You're reading: German court rejects last-ditch Demjanjuk appeal

BERLIN - Germany's Constitutional Court turned down an appeal from suspected Nazi death camp guard John Demjanjuk on Wednesday, clearing the way for the trial to start next month of the man charged with helping to kill 27,900 Jews.

The trial of the 89-year-old retired U.S. auto worker is set to start on Nov. 30 in Munich and is likely to be Germany’s last major Nazi-era war crimes trial.

Demjanjuk, long wanted by the Simon Wiesenthal Center which hunts Nazi war crimes suspects, was deported from the United States in May and has been in jail near Munich ever since.

Demjanjuk’s lawyer had filed a complaint to the Constitutional Court, Germany’s highest court, arguing he had already spent years in custody during a previous trial in Israel after he was extradited there in 1986.

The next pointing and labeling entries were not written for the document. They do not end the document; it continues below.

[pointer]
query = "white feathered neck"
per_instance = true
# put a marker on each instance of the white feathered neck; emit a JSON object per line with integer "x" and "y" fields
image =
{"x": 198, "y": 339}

“The complaint will not be heard by the Constitutional Court,” the court said in a statement. In July, the high court had turned down another appeal by Demjanjuk that his deportation from the United States infringed his basic rights.

The Wiesenthal Center says Demjanjuk pushed men, women and children into gas chambers at the Sobibor death camp in what is now Poland. Ukrainian-born Demjanjuk denies any role in the Holocaust and his family argues he is too frail to stand trial.

Demjanjuk says he was drafted into the Soviet army in 1941, became a German prisoner of war and served at German prison camps until 1944. He emigrated to the United States in 1951 and became a naturalised U.S. citizen.

He was stripped of his citizenship after being accused in the 1970s of being “Ivan the Terrible”, a sadistic guard at the Treblinka death camp.

He was extradited to Israel, tried and in 1988 sentenced to death but Israel’s Supreme Court overturned the conviction based on new evidence showing another man was probably “Ivan”.

Demjanjuk returned to the United States and regained his citizenship but was again deprived of it in 2002 after the U.S. Justice Department refiled its case against him, arguing he had worked for the Nazis as a guard at Sobibor and three other death camps.